While Nidco chairman Herbert George agrees the owners have to be paid for the properties, he says his board has issues with the settlement figures “sky-rocketing.” In one claim, George said an owner requested $60 million for disturbance while his land is valued at $23 million.
“In recent times, we have been confronted with some very large settlements for properties along that highway. We have since queried it and referred it to our legal department,” George told the T&T Guardian in a telephone interview
George did not give the precise location of the six properties engaging their attention along the highway route, which starts from Golconda and ends at Dunlop Roundabout in Point Fortin.

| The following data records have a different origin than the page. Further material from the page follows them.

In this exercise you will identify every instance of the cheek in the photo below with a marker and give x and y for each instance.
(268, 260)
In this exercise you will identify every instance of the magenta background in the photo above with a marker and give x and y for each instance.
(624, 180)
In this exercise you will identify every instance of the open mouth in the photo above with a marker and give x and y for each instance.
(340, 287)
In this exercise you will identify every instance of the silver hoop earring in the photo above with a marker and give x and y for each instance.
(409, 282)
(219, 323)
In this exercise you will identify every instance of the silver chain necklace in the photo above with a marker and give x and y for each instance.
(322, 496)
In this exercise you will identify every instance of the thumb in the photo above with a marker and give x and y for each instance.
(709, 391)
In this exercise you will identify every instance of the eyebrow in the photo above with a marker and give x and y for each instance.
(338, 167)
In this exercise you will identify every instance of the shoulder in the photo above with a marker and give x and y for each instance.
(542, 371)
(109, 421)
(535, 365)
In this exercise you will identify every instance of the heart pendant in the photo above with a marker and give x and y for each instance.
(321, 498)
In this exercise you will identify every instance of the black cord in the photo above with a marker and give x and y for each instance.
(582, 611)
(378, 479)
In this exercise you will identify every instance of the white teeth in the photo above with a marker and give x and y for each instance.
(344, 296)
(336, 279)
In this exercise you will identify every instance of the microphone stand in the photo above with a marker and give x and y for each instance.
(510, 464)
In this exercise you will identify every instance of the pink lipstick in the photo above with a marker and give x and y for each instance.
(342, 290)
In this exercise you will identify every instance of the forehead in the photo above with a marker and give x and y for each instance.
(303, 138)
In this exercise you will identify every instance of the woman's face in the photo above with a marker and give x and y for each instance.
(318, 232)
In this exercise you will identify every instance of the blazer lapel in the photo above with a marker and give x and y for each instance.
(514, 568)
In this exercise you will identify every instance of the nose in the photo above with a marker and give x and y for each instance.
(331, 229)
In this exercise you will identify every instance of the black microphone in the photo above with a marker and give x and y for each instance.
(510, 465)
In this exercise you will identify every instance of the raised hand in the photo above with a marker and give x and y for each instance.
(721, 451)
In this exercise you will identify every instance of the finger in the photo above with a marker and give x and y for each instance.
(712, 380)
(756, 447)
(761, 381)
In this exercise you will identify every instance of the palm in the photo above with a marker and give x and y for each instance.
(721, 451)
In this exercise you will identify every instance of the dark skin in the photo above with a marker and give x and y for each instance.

He explained that once the state acquires an owner’s land a valuation is done, which the state would have in their possession.
However, he said “the acquisition of a property by the Government is such that once you serve the notice you could enter the property and start your work although the settlement is not finalised.” Once negotiations are finalised and agreed upon, George said the state would pay the owner for disturbance, cost of the property plus interest accrued. But this practice has created the existing problem.

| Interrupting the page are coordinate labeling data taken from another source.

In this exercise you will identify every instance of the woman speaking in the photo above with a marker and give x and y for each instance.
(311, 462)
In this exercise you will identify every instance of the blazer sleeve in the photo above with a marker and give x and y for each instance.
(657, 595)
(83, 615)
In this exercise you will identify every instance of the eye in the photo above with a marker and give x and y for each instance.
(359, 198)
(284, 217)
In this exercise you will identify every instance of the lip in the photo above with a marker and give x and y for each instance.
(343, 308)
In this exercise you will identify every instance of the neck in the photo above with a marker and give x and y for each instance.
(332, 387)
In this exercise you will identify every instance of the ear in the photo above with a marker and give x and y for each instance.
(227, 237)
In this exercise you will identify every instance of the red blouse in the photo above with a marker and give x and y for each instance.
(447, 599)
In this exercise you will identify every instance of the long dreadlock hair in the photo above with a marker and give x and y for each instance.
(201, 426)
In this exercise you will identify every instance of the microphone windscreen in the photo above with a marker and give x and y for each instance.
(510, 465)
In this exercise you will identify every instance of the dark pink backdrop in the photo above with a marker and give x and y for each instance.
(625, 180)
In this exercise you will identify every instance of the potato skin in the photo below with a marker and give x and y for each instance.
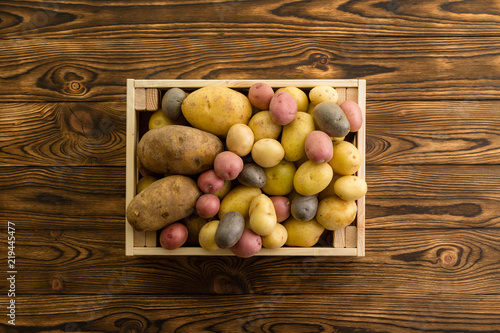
(215, 109)
(163, 202)
(179, 150)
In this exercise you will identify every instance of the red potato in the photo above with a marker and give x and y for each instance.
(353, 114)
(209, 182)
(281, 206)
(260, 95)
(173, 236)
(207, 205)
(319, 147)
(249, 244)
(228, 165)
(283, 108)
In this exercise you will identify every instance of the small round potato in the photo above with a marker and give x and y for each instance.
(354, 115)
(252, 175)
(275, 239)
(350, 187)
(209, 182)
(267, 152)
(248, 245)
(240, 139)
(228, 165)
(171, 103)
(173, 236)
(206, 237)
(319, 147)
(320, 94)
(283, 108)
(304, 208)
(260, 95)
(207, 206)
(230, 229)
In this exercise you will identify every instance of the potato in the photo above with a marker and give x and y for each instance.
(238, 199)
(302, 233)
(206, 237)
(283, 108)
(163, 202)
(319, 147)
(215, 109)
(179, 150)
(311, 178)
(276, 239)
(346, 158)
(173, 236)
(262, 215)
(209, 182)
(304, 208)
(298, 95)
(260, 95)
(267, 152)
(353, 113)
(230, 229)
(350, 187)
(335, 213)
(263, 126)
(171, 103)
(252, 175)
(294, 136)
(320, 94)
(330, 119)
(279, 179)
(228, 165)
(281, 207)
(240, 139)
(145, 182)
(207, 206)
(248, 245)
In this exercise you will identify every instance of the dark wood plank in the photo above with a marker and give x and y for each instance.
(122, 19)
(399, 197)
(442, 312)
(96, 69)
(406, 261)
(62, 134)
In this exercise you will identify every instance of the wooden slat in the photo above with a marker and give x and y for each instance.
(64, 19)
(439, 261)
(97, 69)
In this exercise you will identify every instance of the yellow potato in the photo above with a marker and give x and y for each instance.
(240, 139)
(350, 187)
(311, 178)
(264, 127)
(215, 109)
(334, 213)
(346, 158)
(276, 239)
(206, 237)
(279, 179)
(263, 218)
(302, 233)
(295, 134)
(238, 199)
(267, 152)
(298, 95)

“There is one property in particular. It was about five acres of land that we had to purchase. The cost of the property was about $23 million. The settlement that was sent to us to pay was of course the cost of the property $23 million. And those other things came up to a total of $83 million. That to us was a huge challenge,” George told the T&T Guardian.

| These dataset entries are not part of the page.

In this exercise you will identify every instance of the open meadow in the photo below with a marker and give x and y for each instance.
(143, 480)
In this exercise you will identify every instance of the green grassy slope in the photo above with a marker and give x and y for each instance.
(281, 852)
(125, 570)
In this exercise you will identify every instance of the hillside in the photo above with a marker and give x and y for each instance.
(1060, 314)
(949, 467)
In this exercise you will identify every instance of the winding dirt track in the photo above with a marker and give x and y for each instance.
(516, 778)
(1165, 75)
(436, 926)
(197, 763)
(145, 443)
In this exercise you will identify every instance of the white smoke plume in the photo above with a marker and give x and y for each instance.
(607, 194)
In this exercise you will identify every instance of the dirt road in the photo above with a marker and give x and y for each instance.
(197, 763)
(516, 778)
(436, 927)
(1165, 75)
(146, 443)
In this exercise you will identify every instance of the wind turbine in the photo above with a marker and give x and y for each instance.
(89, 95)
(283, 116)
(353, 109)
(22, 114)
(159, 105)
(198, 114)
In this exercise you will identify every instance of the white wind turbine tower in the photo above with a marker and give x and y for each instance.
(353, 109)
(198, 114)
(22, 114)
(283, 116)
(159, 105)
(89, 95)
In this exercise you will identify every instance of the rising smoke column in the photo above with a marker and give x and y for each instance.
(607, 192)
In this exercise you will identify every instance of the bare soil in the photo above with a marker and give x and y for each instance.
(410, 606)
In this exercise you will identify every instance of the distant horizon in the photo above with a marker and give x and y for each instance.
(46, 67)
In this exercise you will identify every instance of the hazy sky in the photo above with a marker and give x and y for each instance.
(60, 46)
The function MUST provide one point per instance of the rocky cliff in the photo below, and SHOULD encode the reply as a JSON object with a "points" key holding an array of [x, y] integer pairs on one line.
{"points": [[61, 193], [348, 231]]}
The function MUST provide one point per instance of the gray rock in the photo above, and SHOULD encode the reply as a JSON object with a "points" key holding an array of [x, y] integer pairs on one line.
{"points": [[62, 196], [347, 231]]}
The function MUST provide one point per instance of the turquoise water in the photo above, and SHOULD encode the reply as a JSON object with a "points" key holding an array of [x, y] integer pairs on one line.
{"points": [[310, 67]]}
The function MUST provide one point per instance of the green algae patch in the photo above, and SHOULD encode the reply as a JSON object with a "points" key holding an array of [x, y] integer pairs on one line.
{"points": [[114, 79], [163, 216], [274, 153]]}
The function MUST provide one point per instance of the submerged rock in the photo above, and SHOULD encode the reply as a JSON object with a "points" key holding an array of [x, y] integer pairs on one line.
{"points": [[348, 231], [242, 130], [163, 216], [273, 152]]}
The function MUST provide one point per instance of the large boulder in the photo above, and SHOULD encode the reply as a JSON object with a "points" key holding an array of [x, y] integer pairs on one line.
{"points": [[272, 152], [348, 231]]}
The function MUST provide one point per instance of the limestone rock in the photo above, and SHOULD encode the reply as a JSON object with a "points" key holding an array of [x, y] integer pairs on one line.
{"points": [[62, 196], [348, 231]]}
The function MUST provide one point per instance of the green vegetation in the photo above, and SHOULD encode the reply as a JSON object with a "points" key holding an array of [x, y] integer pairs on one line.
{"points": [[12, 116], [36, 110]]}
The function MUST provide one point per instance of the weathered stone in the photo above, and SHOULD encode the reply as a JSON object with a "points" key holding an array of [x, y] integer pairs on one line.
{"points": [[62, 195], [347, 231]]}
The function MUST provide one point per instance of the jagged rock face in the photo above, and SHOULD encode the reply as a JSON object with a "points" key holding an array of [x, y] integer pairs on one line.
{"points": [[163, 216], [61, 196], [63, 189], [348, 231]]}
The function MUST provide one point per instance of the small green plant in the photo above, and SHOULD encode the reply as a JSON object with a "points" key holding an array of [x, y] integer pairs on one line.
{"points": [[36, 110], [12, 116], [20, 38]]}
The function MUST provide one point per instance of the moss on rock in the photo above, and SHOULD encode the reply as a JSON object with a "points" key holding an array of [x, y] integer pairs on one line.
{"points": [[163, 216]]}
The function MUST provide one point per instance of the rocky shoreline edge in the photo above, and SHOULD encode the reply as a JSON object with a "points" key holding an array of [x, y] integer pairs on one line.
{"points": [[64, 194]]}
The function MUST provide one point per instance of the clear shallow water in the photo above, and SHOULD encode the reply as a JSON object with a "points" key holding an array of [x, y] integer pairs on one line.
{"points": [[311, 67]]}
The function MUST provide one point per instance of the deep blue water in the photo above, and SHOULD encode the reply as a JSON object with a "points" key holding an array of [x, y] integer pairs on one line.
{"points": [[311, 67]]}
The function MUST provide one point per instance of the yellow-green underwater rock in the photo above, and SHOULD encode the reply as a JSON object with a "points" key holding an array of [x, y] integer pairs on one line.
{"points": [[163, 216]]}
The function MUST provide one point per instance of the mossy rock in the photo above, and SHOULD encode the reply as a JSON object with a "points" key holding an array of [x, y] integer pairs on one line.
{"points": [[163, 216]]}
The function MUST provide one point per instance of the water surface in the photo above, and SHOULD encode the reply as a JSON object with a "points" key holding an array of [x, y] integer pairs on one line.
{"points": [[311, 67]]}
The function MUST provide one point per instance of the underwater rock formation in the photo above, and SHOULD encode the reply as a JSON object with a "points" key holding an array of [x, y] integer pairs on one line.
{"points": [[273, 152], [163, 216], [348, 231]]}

“We are saying we are acquiring and we have to pay, but does it have to be so much? When you add the cost of the land to what was offered for disturbance...in that case disturbance was in the vicinity of $60 million, it was more than the cost of the land.”
George said the figure disturbed Nidco to the point where they referred it to their attorneys.
“We realised we had a problem and had to be guided because you see that has legal implications.”
Describing the settlement as “huge,” George said when they examined the figures of the six properties “it was eighty something million dollars…ninety something million dollars…sixty million. When you look at those six properties it was in the order of $400 million. It was just excessive. Those are some of the things we have been looking at in the interest of the taxpayer.”
George said Nidco’s board is now reviewing the matter.
“The board is confronted with request for payment. This board is not constrained to do something because the last board attempted to do it or say we should do it. We have to look at it and determine in our own mind and judgement that that is the reasonable thing to do.”
Work on the highway, which comprises 47 kilometres of four-lane dual carriageway, began in 2013 and was projected to cost $7.5 billion under the former People’s Partnership government.